Берлиоз. А, это уж просто хамство! (Продолжая, на трибуне). Но соль-то в том, что еще до Иисуса родился целый ряд сынов божьих, как, скажем, финикийский Адонис, фригийский Аттис, персидский Митра, Коротко же говоря, ни один из них не рождался, и никого не было, в том числе и Иисуса, и необходимо, чтобы ты вместо рождения или, предположим, прихода волхвов, изобразил бы нелепые слухи об этом приходе. А то получается по твоему рассказу, что он действительно существовал

Вежливый человекБездомный мучительно и громко икает. Воланд направляется к литераторам.

Воланд (с акцентом). Извините меня, пожалуйста, что я, не будучи знаком, позволяю себе... Предмет вашей ученой беседы настолько интересен, что... (Литераторы поднимаются, раскланиваются.)

Воланд. Разрешите присесть? (Усаживается между ними.) Если я не ослышался, вы изволили говорить, что Иисуса не было на свете? (Смотрит на Берлиоза.)

Берлиоз (учтиво). Нет, вы не ослышались. Именно это я и говорил.

Воланд. Ах, как интересно!

Воланд (Бездомному). А вы соглашались с вашим собеседником?

Бездомный. На все сто!

Воланд. Изумительно! (Оглядываясь.) Простите мою навязчивость, но я так понял, что вы ко всему прочему еще и не верите в Бога? Клянусь, я никому не скажу!

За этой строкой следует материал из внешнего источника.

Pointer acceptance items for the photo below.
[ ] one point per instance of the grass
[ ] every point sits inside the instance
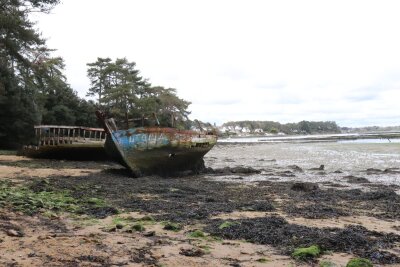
(197, 234)
(359, 262)
(50, 203)
(307, 253)
(8, 152)
(327, 264)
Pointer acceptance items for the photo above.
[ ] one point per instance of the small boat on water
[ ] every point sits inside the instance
(155, 149)
(67, 142)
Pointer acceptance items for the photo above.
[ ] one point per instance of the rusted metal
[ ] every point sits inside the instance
(161, 150)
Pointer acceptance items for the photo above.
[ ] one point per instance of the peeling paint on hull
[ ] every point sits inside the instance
(150, 150)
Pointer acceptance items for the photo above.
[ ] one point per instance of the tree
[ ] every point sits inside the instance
(33, 88)
(98, 74)
(20, 48)
(125, 94)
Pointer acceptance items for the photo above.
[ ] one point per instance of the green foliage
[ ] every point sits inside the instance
(303, 127)
(27, 201)
(359, 262)
(22, 198)
(121, 91)
(147, 218)
(306, 253)
(327, 264)
(33, 89)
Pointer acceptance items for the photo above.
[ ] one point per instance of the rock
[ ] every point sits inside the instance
(192, 252)
(356, 180)
(15, 233)
(304, 186)
(320, 168)
(295, 168)
(151, 233)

Берлиоз (улыбнувшись). Да, мы не верим в бога, но об этом можно говорить совершенно свободно.

Воланд. Вы — атеисты?

Берлиоз (улыбаясь). Да, мы — атеисты.

Бездомный. Вот прицепился, заграничный гусь!

Воланд (разглядывая литераторов). Ох, какая прелесть!

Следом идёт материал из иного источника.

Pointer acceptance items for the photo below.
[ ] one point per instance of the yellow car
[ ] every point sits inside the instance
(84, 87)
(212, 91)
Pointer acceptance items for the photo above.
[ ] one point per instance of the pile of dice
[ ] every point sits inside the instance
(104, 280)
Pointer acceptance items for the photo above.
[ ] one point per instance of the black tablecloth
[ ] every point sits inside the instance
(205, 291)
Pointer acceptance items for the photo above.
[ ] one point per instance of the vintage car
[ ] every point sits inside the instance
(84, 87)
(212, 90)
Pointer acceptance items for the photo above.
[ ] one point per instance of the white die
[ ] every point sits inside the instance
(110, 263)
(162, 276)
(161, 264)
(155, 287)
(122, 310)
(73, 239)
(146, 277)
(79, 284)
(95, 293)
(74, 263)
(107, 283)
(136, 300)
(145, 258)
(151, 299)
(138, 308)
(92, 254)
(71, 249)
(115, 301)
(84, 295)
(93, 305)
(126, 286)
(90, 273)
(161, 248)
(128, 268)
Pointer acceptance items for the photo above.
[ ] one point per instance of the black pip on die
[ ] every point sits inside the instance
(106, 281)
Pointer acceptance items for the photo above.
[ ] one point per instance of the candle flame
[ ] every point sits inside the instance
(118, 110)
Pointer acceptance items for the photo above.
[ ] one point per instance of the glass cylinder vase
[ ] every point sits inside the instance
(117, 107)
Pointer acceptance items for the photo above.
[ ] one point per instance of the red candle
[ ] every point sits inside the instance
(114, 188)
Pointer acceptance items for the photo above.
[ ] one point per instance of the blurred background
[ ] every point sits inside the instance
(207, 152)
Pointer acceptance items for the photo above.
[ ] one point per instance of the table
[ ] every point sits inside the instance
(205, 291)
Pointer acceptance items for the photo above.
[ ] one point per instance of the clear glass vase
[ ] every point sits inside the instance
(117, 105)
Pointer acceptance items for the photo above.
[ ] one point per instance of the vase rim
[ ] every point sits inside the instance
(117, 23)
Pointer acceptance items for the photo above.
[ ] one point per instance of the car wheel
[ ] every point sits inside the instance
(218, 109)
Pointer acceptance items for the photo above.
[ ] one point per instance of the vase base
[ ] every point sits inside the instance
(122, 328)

Берлиоз. В нашей стране атеизм никого не удивляет. Большинство нашего населения сознательно перестало верить сказкам о боге.

Воланд (насильственно пожимая редактору руку). Позвольте вас поблагодарить от всей души!

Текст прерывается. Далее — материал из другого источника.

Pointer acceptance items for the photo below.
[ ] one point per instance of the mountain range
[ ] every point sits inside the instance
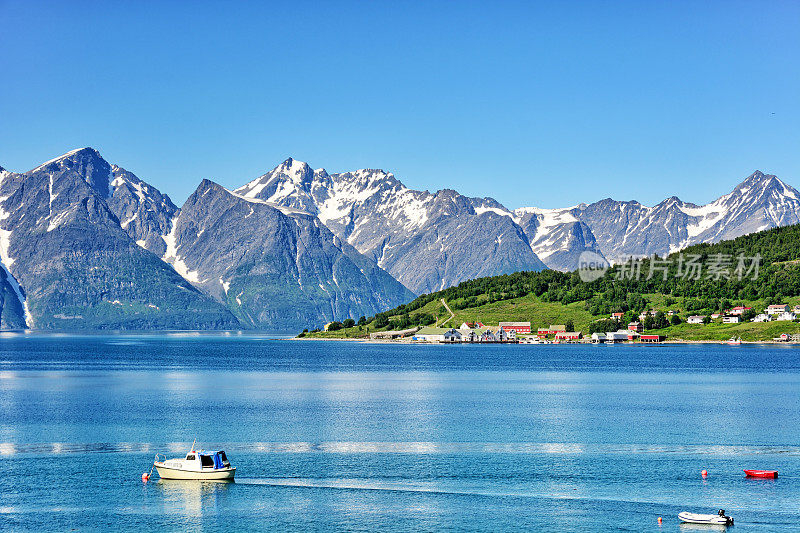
(85, 244)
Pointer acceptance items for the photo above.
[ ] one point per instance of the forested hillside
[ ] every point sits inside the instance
(763, 266)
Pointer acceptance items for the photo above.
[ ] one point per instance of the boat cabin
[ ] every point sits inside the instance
(202, 459)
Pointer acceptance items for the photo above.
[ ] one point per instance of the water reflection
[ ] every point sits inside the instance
(193, 498)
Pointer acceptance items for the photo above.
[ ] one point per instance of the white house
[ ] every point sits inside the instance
(777, 309)
(617, 336)
(430, 334)
(597, 338)
(452, 335)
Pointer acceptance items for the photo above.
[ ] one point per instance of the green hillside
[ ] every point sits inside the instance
(726, 278)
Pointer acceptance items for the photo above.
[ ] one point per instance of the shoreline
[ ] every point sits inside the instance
(423, 343)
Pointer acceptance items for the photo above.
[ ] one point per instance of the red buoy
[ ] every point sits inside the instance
(770, 474)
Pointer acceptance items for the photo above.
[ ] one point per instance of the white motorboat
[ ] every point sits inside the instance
(202, 465)
(719, 519)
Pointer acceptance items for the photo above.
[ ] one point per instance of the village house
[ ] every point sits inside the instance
(617, 336)
(431, 334)
(488, 336)
(519, 327)
(776, 309)
(452, 335)
(553, 330)
(597, 338)
(636, 326)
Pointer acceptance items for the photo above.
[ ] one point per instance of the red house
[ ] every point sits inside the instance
(636, 326)
(519, 327)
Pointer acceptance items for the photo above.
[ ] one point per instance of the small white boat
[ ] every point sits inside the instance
(202, 465)
(719, 519)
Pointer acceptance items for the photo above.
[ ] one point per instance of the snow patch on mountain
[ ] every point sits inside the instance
(57, 159)
(171, 255)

Бездомный (удивленно моргая, чувствуя могильный холод пожатия). За что это вы его благодарите?

Воланд (многозначительно подняв палец). За очень важное сведение, которое мне как путешественнику чрезвычайно интересно! (Садится, Пауза.)

Автор. «Нет, он не иностранец», — подумал Берлиоз. «Где это он наловчился так говорить по-русски, вот что интересно!» — подумал Бездомный.

Воланд. Но позвольте вас спросить, как же быть с доказательствами бытия Божия, коих, как известно, пять?

Берлиоз. Увы! Человечество давно сдало их в архив. Ведь согласитесь, что в области разума никаких доказательств о существовании бога быть не может!

Воланд. Браво! Вы полностью повторили мысль беспокойного старика Иммануила по этому поводу. Но вот курьез: он начисто разрушил все пять доказательств, а затем, как бы в насмешку над самим собой, соорудил собственное шестое доказательство.

Берлиоз (тонко улыбнувшись). Доказательство Канта также неубедительно...

Бездомный. Взять бы этого Канта да за такие доказательства года на три в Соловки!

Берлиоз (сконфузившись). Иван! Иван!

Воланд (в восторге). Именно, именно! Ему там самое место! Ведь говорил я ему тогда за завтраком: «Вы, профессор, воля ваша, что-то нескладное придумали. Оно, может, и умно, но больно непонятно. Над вами потешаться будут».

Берлиоз (в зал). За завтраком? Канту?.. Что это он плетет?

Воланд (Бездомному). Но отправить его в Соловки невозможно по той причине, что он уже с лишком сто лет пребывает в местах, значительно более отдаленных, чем Соловки, и извлечь его оттуда никоим образом нельзя, уверяю вас.

Бездомный. А жаль!

Воланд. И мне жаль. Но вот какой вопрос меня беспокоит: ежели Бога нет, то, спрашивается, кто же управляет жизнью человеческой и всем вообще распорядком на земле?

Бездомный (сердито). Вот. Сам человек и управляет!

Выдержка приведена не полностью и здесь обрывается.